The thing this most reminds me of, the process in my own experience closest to this, was my own recovery. As some who read here know (and really, no more than "some" have ever read here: hah!) I had some very bad depressions, major depressions, in the early 90's; and I had anxiety, and OCD, since childhood. Climbing out from beneath mental illness is the crowning achievement of my life. I forget that, often. But I have not had serious depression, even briefly, in well over a decade. And I have been free (almost) of clinical obsessions and pathologic anxiety for a two or three years, maybe, with a gradual decrease before that during the years I saw Sharon, my last therapist (though, as my doctor notes, I really should get another therapist, even for occasional visits, as a sort of second string bench-resource should I need it). I still struggle with vestiges of fear, anger, what I would consider normal everyday human neurotic stuff. Even there, I gradually heal, uncover new serenity and intimacy. But the violence of my depressions, the dominance of my daily OCD. Not a part of my life. I take no meds.

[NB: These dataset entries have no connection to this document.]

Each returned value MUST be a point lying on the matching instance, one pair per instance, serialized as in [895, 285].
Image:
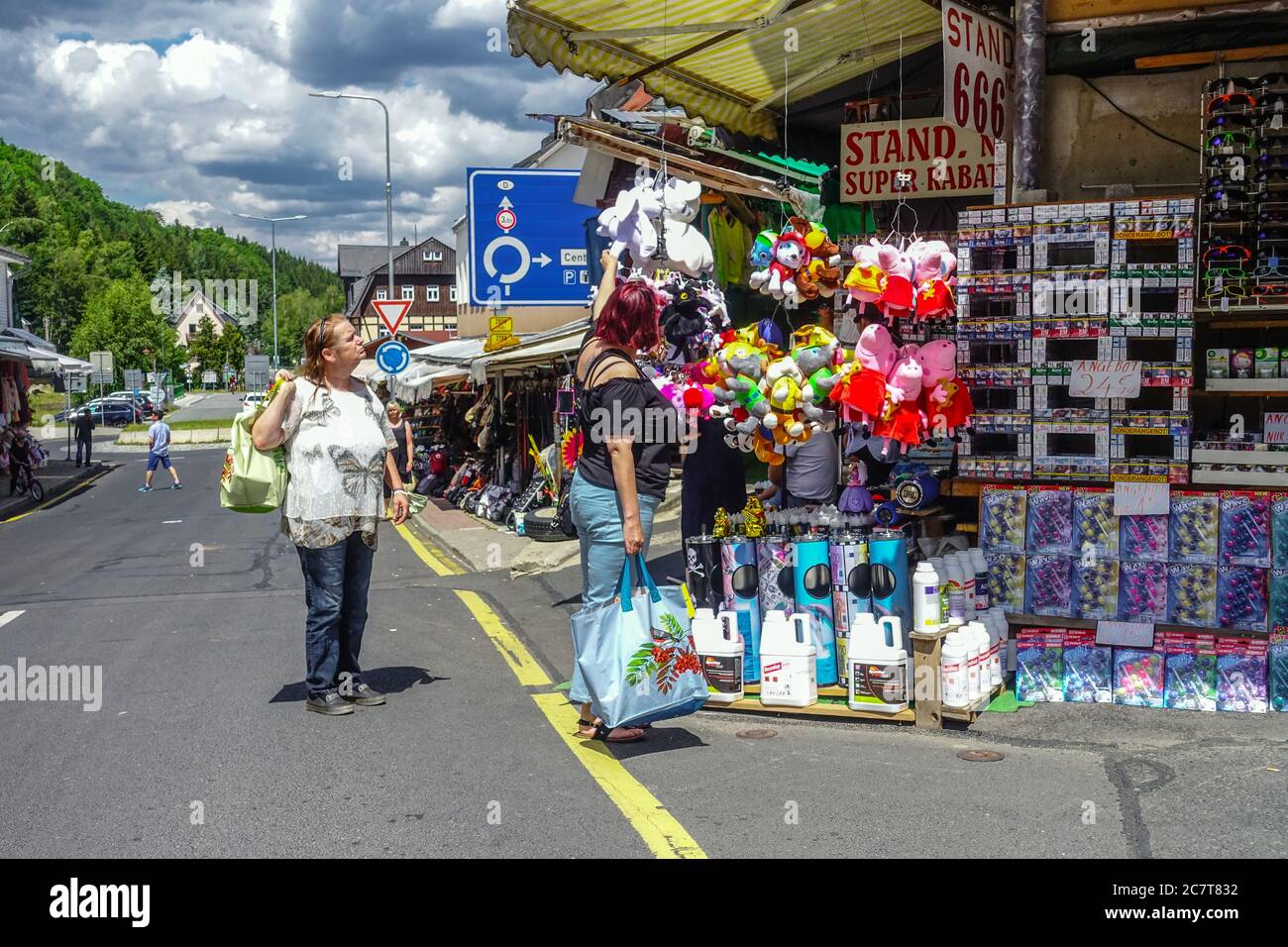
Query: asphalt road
[196, 617]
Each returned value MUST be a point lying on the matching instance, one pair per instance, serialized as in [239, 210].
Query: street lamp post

When I began recovery (1990) all I could see was a dim, I want to say liminal, path ahead. Recovery, now, was painful as hell. Discernment can't be that bad! But the feeling, as my brain works through issues of faith and community, is similar.
I told a good friend I had entered discernment, an older (of course) guy at my church who, with his wonderful wife, was one of the key people who brought me to this place. We didn't have much time to talk, but he said something like, "this is going to be good for you." He could not have said a better thing. It was exactly what I needed to hear. "This is going to be good for you." What a glorious thought. Discernment is meant to be good for you, however it turns out. The church canons, my own priest, show a deep respect and concern for anyone crazy enough to begin exploring. You see, I can only hope and pray, it may well be God himself who gives me what I need to make the journey. And now, if I was wearing shoes and not wool socks, I'd take my shoes off. For to make such a claim, that the Holy Spirit would support and nurture a single person on this globe of suffering and death...that is walking on to holy ground. May God continue to let me walk there.

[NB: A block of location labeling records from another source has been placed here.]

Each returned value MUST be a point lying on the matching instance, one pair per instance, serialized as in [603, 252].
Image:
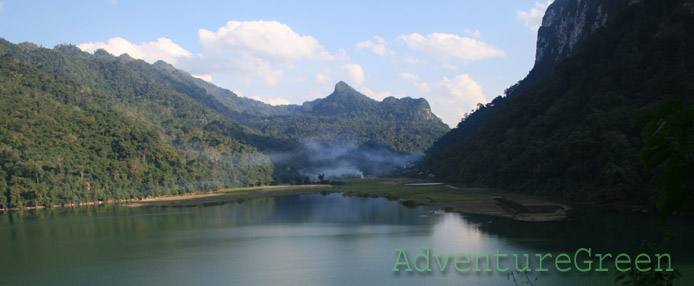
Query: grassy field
[450, 198]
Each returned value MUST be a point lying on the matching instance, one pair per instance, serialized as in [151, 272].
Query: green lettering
[639, 261]
[401, 252]
[425, 256]
[527, 263]
[445, 262]
[460, 261]
[498, 262]
[566, 260]
[542, 257]
[618, 260]
[602, 257]
[477, 262]
[588, 262]
[669, 262]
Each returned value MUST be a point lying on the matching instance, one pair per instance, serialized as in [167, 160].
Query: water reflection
[293, 240]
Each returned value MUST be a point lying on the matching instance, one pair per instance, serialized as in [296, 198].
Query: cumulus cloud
[474, 33]
[449, 46]
[324, 77]
[409, 76]
[378, 45]
[532, 19]
[270, 41]
[451, 98]
[161, 49]
[354, 74]
[247, 48]
[272, 100]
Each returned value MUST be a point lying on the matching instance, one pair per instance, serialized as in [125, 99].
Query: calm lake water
[299, 240]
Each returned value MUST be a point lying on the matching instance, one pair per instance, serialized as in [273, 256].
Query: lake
[309, 239]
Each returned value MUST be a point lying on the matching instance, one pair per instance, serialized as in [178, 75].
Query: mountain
[83, 127]
[565, 25]
[571, 134]
[403, 125]
[71, 133]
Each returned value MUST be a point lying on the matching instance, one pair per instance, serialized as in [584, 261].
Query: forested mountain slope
[572, 135]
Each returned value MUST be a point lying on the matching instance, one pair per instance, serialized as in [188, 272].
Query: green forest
[573, 135]
[78, 127]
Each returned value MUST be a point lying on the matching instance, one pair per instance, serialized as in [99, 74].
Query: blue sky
[453, 53]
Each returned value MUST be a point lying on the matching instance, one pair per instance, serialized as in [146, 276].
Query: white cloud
[355, 73]
[324, 77]
[450, 66]
[162, 49]
[532, 19]
[409, 76]
[410, 61]
[269, 41]
[272, 100]
[205, 77]
[452, 98]
[474, 33]
[448, 46]
[378, 45]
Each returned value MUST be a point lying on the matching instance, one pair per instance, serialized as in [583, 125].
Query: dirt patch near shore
[464, 200]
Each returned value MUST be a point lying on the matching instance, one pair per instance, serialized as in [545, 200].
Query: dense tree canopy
[572, 135]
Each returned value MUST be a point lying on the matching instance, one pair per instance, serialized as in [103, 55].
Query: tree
[669, 147]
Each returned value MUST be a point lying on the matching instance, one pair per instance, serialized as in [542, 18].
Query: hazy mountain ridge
[161, 131]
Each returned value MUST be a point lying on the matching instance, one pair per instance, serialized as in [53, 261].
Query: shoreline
[409, 192]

For if my life and faith were put together enough to enter ministry while I am solidly in "mid life," what a gift. If not, I am going to grow in one direction or other! Such exploration can only produce growth. But if God is genuinely calling me, or will genuinely respond to my awkward and human progression...what a thing that will be.
***
I know evangelical friends who might tell me Satan (not the satan) is already opposing my new inquiry, maybe. I know recovery friends, many of whom I have not seen in years, who would tell me God has been protecting, preserving, healing me all along. He didn't wait for discernment! Maybe. But whatever lies ahead, it will be more genuine, vital and authentic than much of what lies behind. May God bring me into his kingdom as he wishes me to be.
"By him, with him, and in him." Amen.